CbN is a Linux live distribution that allows one to run standard desktop hardware as an MPI computing cluster without modification to the local hard disk or network topology (i.e. cluster nodes can receive their IP address from an existing dhcp server). The distribution is minimal—there is no support for NFS or a graphical desktop environment. The master node resides in 30 MB of ram, and the compute nodes even less. Compile an executable or write a Ruby or Lua script, send it to the master node, and distribute/run it on all the nodes automatically via SSH. The distribution is based on Tiny Core Linux
This project was initially inspired by the far more feature-rich Pelican HPC distribution, though no code is shared.

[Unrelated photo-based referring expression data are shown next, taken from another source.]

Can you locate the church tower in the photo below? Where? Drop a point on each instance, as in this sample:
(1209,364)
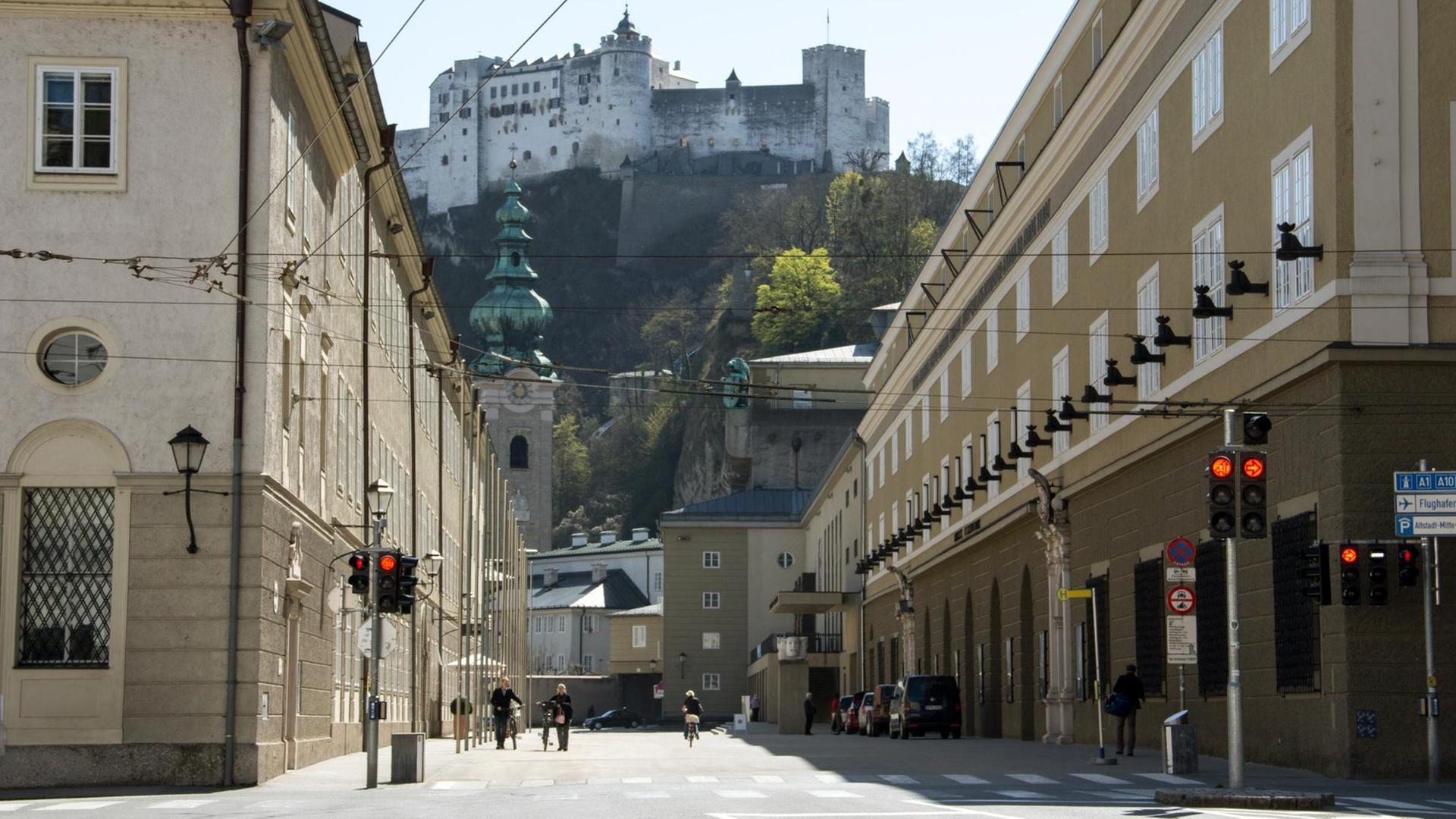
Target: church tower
(517,381)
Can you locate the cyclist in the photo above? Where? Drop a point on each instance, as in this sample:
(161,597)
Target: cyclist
(693,713)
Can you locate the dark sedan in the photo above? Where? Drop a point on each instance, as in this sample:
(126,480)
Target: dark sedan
(615,719)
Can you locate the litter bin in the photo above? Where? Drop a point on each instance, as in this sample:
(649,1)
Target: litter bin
(1180,745)
(406,758)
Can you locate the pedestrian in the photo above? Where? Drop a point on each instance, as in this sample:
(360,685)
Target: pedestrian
(501,708)
(563,701)
(1131,687)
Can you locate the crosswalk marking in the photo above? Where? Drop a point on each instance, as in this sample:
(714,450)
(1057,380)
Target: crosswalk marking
(1103,779)
(967,780)
(1169,779)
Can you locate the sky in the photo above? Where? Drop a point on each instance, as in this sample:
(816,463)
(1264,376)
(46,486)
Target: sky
(951,67)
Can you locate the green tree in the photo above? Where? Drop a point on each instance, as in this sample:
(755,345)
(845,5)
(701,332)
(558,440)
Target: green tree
(800,303)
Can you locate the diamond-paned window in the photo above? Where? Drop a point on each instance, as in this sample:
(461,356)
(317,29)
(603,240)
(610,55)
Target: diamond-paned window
(66,557)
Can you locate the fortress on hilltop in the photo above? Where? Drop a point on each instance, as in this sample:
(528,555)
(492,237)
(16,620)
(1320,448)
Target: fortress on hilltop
(620,107)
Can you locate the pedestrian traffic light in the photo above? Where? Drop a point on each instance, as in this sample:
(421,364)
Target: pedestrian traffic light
(1313,572)
(1379,591)
(1348,575)
(1220,494)
(1256,428)
(359,573)
(1408,566)
(1254,494)
(405,596)
(388,596)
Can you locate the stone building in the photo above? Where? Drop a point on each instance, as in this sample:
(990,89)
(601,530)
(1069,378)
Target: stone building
(161,635)
(620,104)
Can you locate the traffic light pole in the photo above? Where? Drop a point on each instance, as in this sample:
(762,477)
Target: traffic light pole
(1235,689)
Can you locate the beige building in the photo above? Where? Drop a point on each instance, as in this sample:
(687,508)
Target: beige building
(253,270)
(1155,149)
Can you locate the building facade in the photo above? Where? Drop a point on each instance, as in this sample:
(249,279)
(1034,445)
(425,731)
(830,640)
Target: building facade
(1122,228)
(619,101)
(168,630)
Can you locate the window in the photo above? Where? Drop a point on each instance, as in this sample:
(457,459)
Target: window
(520,453)
(1289,27)
(1097,369)
(992,341)
(1293,203)
(1059,265)
(1022,305)
(1207,88)
(73,357)
(1149,376)
(1097,219)
(66,563)
(77,118)
(1207,271)
(1147,159)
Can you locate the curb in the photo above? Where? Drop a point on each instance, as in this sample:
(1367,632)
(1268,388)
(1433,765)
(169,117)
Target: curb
(1245,798)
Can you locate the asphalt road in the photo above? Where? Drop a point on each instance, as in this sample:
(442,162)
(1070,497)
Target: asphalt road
(639,774)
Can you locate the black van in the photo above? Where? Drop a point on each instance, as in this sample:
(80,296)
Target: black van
(927,704)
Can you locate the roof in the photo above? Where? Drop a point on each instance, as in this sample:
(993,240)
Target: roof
(577,591)
(655,610)
(748,503)
(849,354)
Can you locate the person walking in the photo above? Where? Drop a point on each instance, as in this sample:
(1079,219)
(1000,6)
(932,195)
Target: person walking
(563,701)
(1131,687)
(501,708)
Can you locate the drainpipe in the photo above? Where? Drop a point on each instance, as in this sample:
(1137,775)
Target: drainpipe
(414,480)
(240,11)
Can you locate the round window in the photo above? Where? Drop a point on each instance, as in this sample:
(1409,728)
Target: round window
(73,357)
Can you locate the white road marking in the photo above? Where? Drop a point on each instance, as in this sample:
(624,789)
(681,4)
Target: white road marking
(1169,779)
(1033,779)
(1103,779)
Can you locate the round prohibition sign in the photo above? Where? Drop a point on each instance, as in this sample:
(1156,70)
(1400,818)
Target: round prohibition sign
(1181,599)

Cluster by Night Screencast from Dept. Dirigible Flightcraft on Vimeo
Burn the image files to a cd, then use them to boot up computers. On Windows machines you usually have to press one of the function keys during the BIOS and on Intel-based iMac computers you need to hold down the ‘c’ key after the machine is turned on. If you want to use a USB drive to boot the machines, use Unetbootin to write the ISO file onto the drive.
The master machine must be booted first. Login as ‘tc’. When the nodes boot, they will ask for the master ip address and will drop into a terminal when they have successfully downloaded the master machine’s public key. You don’t need to do anything with the node computers after this point, but you can run the ‘top’ program to watch jobs on that node.
Once the machines are booted, run ‘cbn reset’ on the master to generate the machine file. The master generates the machine file by simply trying to ssh into each address that downloaded the master’s public key. Before you can ssh yourself into the master machine (to transfer your files to/from there) you need to give it a password by running ‘passwd’. To distribute your files to all the nodes, use ‘cbn dist file1 file2 …’, and then execute your programs using ‘cbn_run -np 4’ or however many CPUs your cluster has (‘cbn_run’ is a simple wrapper to ‘mpi_run’ that adds some extra flags so OpenMPI doesn’t complain about not having fancy pants libraries every time you run it).